安否情報発信

 地震発生後、直近の危機から逃げることを終えた段階(津波の恐れがあれば高台へ)、つまり安全な場所までたどり着いたことを確認したら、家族への連絡を行っておきたい。
電話による音声通話は、回線の過負荷による輻輳(ふくそう)を防止するため、携帯電話を含めて通信事業者が制限を掛けることになるので、時間経過と共に通話は難しくなるだろう。

そのための連絡手段が準備されている。
音声電話によって連絡を取る必要がある場合には、制限を掛けていない公衆電話を使用することだ。もちろん、コインの準備をしておかないと使うことができない。
もう一つ、音声による安否メッセージの登録式の”災害用伝言ダイヤル171”がある。
震度6弱以上の揺れを受けた被災地の固定電話(一般加入電話、公衆電話など)がそのサービスの対象になる。被災地から171をダイヤルすると、録音・再生方法のガイダンスが流れるのでそれに従って、自身の電話番号とメッセージ(1件30秒)を登録する。被災地の安否を知りたい遠方の家族や知人は、171にダイヤルし、続けて被災地の電話番号を入力することで録音された音声メッセージを聴くことができる。もちろん、返事としてメッセージを録音登録することも可能である。
携帯電話でもこのサービスを使用できる場合もあるので、事前に契約する通信事業者のサイトでチェックすることをお勧めする。
災害用伝言板Web171は、災害用伝言ダイヤルに連携したテキストメッセージの安否情報サイトである。使用にはインターネットに接続された環境が必要になる。

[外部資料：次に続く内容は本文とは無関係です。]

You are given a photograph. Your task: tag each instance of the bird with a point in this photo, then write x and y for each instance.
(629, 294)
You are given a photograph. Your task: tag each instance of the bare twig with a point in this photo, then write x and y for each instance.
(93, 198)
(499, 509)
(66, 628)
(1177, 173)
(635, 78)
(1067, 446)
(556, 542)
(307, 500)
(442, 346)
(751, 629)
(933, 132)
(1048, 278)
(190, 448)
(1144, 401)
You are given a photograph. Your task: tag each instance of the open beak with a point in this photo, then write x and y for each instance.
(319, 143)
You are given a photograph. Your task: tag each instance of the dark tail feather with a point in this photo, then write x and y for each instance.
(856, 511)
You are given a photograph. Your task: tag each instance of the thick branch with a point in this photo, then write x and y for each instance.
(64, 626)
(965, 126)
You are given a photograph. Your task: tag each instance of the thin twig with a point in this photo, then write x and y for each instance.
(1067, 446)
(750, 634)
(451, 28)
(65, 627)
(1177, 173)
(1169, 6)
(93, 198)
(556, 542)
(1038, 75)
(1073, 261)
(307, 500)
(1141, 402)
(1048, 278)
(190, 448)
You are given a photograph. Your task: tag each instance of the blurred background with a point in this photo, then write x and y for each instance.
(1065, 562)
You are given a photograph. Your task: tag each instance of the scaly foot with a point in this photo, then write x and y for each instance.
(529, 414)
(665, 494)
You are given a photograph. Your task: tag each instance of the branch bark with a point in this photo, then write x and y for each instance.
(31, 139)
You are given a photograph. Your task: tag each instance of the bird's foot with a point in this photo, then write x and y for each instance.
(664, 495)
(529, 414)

携帯電話を始め、スマートフォンなどのモバイル端末の利用者は多いと思う。実際にこれらを使用した相互連絡や情報収集が、震災時には要求、期待されるだろう。
しかしながら、前述の通り音声通話には回線への負担を防ぐため、通信事業者によって強制的に制限を掛けられるので、使用することは困難である。
したがって、テキスト(文字)メッセージのメール送信など、パケット通信を利用することになる。混雑により何度か送信エラーとなる場合もあるので、なるべく伝えたい単文(例、こちら無事、○○に居る。)で先ずは安否を知らせておきたい。
また、通信事業者が行っている災害時の伝言サービスなどを利用したい。契約している携帯通信事業者のサイトより、災害時伝言サービスの概要や登録方法を事前に確認してみよう。簡単なチェック式の安否登録サービスだ。無事と分かるだけでも家族や知人は安心して次の行動に移れる。
Facebook、ツイッター、Lineなどのソーシャルネットワークサービスに加入しているのであれば、メッセージを残しておける。
また、自治体でも災害時伝言サービス(安否情報サイト)を準備しているところもある。区役所、市役所の防災サイトを覗いてみよう。

このように家族や知人の安否確認の方法は、いくつも準備されているので、使いやすいものを選んで、使い方を知っておこう。
そして、何よりも事前に家族間において、災害発生時の連絡手段、それぞれの行動予測や最終集合場所、連絡場所などを話し合っておくことが大切になる。

一点、モバイル端末には電源が必要になる。停電においても充電できるように、十分な予備バッテリを備えておくことも忘れずに。